Quiconque s’est déjà retrouvé dans l’assistance derrière un Tiger Woods ou un Dustin Johnson en train de frapper un coup de départ comprend la différence. Le son qu’ils émettent n’est pas le même que le mien ou le vôtre. La balle décolle de la face du bâton, grimpe dans la stratosphère et est perdue de vue. C’est un spectacle incomparable.

C’est dur, le golf, et c’est pourquoi j’aime regarder l’Omnium des États-Unis. Les joueurs peinent, et je peux m’identifier à leurs efforts. Ils font des bogeys et inscrivent des scores élevés. Ça aussi, ça vient me chercher.
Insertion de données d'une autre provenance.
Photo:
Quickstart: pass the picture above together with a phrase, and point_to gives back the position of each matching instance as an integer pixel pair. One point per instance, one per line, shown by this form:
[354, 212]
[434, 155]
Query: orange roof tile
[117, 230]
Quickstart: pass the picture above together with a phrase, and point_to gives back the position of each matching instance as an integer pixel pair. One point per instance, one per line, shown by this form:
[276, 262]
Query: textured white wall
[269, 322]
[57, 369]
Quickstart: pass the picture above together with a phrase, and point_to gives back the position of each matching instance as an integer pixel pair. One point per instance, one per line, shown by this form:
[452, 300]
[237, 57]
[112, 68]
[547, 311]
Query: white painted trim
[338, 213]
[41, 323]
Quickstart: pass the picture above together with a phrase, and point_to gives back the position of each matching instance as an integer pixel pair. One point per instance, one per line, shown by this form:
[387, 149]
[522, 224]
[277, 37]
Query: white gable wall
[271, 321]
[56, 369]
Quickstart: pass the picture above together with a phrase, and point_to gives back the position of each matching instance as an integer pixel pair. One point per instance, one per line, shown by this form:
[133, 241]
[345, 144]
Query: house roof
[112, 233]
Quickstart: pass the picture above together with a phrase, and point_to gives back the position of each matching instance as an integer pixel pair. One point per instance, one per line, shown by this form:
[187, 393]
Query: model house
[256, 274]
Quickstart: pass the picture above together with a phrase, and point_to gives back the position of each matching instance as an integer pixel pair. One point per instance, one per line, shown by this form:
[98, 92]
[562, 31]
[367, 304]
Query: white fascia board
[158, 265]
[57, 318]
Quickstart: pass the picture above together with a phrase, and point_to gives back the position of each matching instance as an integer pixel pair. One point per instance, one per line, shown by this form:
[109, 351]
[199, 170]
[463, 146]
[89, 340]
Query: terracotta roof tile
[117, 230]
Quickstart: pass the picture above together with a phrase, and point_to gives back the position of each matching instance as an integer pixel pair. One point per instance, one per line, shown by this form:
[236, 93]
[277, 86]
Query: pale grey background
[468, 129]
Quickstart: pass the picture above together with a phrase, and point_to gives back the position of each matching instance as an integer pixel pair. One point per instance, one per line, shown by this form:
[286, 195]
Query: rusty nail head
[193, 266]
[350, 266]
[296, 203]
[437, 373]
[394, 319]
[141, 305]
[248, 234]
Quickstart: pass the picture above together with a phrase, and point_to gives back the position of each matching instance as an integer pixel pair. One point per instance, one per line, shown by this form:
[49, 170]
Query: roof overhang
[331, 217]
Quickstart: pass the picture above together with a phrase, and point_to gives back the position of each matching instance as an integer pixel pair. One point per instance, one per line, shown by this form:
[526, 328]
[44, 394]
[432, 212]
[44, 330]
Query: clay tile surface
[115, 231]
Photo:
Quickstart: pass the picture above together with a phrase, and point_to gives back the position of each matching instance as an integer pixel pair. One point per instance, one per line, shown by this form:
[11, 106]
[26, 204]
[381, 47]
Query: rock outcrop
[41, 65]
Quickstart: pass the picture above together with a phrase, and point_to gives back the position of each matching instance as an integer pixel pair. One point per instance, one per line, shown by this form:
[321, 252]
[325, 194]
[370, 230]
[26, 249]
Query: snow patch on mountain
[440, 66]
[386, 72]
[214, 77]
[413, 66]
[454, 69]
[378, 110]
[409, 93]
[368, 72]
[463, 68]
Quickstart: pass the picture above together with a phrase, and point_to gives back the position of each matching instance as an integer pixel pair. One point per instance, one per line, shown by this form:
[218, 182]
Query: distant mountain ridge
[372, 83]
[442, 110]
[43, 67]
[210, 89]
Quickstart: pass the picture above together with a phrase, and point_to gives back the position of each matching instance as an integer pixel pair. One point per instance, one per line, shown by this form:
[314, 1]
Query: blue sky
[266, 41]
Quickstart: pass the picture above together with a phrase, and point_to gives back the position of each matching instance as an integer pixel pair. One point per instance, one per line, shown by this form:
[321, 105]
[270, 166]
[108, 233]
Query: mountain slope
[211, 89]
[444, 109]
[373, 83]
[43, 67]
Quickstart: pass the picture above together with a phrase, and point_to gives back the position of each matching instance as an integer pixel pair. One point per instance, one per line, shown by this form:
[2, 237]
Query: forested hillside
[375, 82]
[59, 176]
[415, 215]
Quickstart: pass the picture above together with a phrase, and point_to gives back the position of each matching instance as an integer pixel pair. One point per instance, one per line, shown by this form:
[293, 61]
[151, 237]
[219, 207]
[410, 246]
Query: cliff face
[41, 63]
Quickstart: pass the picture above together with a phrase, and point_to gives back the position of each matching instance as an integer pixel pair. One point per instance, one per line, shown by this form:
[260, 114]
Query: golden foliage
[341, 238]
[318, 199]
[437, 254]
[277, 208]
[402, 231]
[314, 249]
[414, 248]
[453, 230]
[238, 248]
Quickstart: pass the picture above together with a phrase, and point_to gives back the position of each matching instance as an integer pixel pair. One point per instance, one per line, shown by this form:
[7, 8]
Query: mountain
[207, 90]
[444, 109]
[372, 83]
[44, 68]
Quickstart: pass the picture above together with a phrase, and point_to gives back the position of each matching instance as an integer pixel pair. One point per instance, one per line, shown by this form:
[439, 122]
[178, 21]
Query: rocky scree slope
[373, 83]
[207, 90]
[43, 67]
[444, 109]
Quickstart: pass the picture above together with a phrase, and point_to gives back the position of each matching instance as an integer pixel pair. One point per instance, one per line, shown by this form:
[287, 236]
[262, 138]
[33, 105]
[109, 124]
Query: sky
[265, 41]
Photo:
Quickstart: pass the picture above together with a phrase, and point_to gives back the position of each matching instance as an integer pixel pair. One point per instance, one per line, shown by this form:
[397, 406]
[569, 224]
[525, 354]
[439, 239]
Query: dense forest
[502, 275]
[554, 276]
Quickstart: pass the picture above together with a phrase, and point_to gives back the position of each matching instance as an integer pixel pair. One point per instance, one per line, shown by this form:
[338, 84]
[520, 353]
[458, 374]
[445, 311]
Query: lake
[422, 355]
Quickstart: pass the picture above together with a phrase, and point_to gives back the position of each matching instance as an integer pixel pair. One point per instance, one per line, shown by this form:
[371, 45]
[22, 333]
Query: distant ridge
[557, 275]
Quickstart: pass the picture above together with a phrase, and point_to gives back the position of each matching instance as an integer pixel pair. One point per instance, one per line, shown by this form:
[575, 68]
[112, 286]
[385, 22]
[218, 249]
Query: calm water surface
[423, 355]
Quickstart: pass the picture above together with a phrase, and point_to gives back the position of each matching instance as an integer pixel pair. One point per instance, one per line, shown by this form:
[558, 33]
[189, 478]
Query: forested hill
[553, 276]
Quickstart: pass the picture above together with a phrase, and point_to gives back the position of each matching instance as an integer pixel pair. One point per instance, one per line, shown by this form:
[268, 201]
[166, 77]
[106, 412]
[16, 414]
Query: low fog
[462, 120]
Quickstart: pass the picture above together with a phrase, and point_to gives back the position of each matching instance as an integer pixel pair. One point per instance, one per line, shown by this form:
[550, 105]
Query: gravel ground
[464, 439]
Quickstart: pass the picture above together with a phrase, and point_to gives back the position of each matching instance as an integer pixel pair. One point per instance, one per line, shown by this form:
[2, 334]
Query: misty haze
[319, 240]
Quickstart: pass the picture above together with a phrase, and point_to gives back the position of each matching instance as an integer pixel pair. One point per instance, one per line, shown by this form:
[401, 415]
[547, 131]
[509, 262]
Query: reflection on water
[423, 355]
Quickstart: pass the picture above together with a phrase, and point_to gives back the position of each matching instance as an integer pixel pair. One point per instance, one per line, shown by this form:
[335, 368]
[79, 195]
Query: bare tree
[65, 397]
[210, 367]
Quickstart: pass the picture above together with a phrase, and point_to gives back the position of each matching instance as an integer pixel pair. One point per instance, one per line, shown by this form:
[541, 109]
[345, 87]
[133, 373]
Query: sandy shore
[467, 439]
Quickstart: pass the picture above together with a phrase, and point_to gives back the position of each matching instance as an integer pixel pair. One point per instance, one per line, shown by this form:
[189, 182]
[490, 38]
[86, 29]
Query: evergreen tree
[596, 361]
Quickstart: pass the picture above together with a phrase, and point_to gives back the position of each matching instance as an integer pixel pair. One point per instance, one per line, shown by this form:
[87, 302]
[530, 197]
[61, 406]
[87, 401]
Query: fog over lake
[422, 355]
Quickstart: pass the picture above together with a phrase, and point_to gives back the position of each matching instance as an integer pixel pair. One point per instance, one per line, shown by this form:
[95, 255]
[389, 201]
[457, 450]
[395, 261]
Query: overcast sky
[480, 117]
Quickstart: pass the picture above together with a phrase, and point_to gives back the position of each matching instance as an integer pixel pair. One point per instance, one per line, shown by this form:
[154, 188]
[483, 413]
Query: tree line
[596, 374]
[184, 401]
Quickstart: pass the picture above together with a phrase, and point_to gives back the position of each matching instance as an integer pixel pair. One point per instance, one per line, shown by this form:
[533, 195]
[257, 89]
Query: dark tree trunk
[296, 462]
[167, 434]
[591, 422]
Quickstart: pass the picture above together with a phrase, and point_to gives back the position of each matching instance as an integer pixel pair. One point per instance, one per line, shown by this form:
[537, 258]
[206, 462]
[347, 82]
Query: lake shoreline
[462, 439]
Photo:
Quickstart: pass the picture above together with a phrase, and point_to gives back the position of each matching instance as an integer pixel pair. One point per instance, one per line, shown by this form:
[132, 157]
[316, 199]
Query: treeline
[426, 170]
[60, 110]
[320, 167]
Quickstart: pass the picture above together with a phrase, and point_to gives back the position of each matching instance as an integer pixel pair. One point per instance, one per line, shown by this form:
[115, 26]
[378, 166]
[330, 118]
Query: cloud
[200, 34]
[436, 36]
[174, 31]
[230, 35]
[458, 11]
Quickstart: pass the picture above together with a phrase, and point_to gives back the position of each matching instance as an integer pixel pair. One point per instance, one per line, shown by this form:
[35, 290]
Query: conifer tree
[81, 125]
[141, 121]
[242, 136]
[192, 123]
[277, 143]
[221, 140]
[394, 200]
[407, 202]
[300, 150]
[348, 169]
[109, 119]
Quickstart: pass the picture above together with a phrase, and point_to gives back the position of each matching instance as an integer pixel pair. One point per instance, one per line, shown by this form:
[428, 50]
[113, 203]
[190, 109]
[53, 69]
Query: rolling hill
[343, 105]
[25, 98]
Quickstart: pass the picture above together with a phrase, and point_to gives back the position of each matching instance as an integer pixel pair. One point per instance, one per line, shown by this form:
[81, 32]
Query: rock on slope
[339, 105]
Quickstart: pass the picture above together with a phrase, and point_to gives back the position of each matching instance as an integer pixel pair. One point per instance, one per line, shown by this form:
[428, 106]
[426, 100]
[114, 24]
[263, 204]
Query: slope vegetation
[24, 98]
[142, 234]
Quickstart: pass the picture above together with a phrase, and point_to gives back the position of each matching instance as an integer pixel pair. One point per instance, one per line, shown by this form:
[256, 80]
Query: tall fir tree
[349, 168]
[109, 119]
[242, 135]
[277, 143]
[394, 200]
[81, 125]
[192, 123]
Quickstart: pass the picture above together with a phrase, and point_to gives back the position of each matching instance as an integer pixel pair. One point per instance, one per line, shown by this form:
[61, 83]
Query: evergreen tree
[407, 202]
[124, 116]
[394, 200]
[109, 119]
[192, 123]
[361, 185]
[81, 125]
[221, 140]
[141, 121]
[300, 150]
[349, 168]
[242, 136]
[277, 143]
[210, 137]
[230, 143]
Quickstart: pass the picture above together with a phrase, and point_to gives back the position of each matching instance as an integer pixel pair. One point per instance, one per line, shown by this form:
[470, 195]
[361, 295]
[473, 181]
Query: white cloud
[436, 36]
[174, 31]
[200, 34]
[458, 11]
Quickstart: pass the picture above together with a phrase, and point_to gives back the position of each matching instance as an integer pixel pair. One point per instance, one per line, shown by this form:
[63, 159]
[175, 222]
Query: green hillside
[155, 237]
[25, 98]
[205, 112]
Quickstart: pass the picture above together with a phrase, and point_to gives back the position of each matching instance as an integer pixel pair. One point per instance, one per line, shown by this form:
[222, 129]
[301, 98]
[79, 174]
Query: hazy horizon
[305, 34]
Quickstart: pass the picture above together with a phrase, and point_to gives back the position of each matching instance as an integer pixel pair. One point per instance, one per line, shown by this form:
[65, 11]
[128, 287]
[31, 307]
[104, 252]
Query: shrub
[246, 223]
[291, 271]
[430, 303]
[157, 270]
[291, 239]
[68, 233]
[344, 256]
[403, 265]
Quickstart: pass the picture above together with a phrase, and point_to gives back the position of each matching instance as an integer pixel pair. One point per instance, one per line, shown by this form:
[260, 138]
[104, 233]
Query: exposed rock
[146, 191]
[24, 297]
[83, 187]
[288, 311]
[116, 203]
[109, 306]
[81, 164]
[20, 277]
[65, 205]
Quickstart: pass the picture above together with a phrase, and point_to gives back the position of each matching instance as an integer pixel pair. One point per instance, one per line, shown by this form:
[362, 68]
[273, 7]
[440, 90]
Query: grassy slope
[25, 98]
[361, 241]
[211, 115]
Chacune des habiletés des golfeurs est mise à l’épreuve et à terme, la normale a un sens.

Évidemment, chaque semaine de tournoi n’a pas à être aussi difficile que l’U.S. Open, mais les sites du PGA TOUR ne peuvent pas tous être faciles, non plus.

Pour prospérer, le golf doit attirer de nouveaux adeptes et s’approcher davantage des joueurs du dimanche. Pour que la relation fonctionne, le golf télévisé doit être plus accessible, plus près de ce que le golfeur moyen peut faire, ou aspirer réalistement à accomplir.

Le golf est un sport plus agréable à jouer et à regarder quand toutes les habiletés sont déployées et mises en valeur.